Eukaryotic elongation factor 1 alpha (eEF1A) is an essential component of the translational apparatus. In the present study, eEF1A1b was isolated from the Nile tilapia. Real-time PCR and Western blot revealed that eEF1A1b was expressed highly in the testis from 90 dah (days after hatching) onwards. In situ hybridization and immunohistochemistry analyses showed that eEF1A1b was highly expressed in the spermatogonia of the testis. CRISPR/Cas9 mediated mutation of eEF1A1b resulted in spermatogenesis arrest and infertility in the F0 XY fish.

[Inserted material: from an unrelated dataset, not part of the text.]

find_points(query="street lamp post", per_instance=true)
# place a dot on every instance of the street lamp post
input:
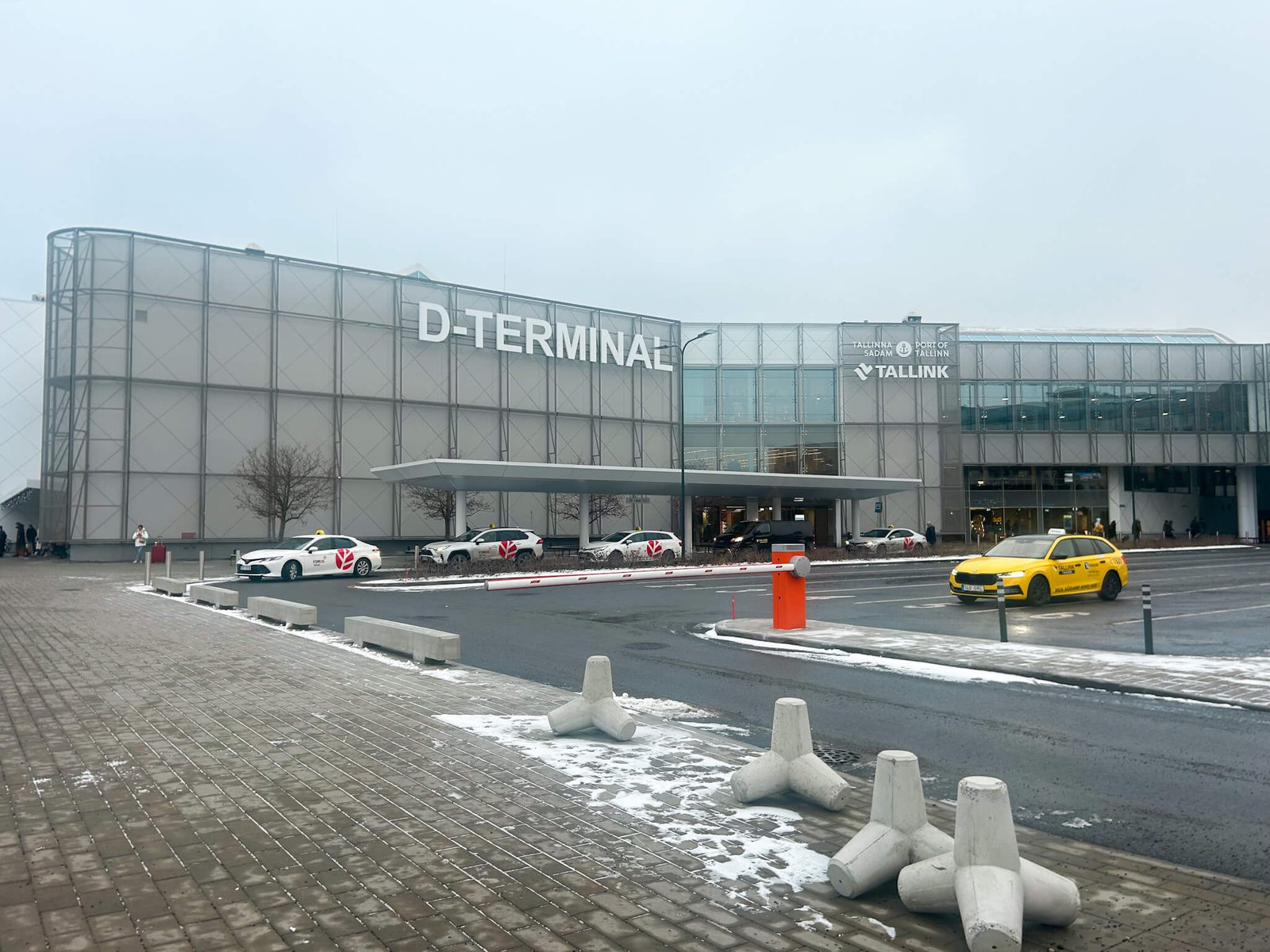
(683, 474)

Consistently, heterozygous mutation of eEF1A1b (eEF1A1b+/-) resulted in an absence of spermatocytes at 90 dah, very few spermatocytes, spermatids and spermatozoa at 180 dah, and decreased Cyp11b2 and serum 11-ketotestosterone level at both stages. Further examination of the fertilization capacity of the sperm indicated that the eEF1A1b+/- XY fish were infertile due to abnormal spermiogenesis. Transcriptomic analyses of the eEF1A1b+/- testis from 180 dah XY fish revealed that key elements involved in spermatogenesis, steroidogenesis and sperm motility were significantly down-regulated compared with the control XY. Transgenic overexpression of eEF1A1b rescued the spermatogenesis arrest phenotype of the eEF1A1b+/- testis. Taken together, our data suggested that eEF1A1b is crucial for spermatogenesis and male fertility in the Nile tilapia.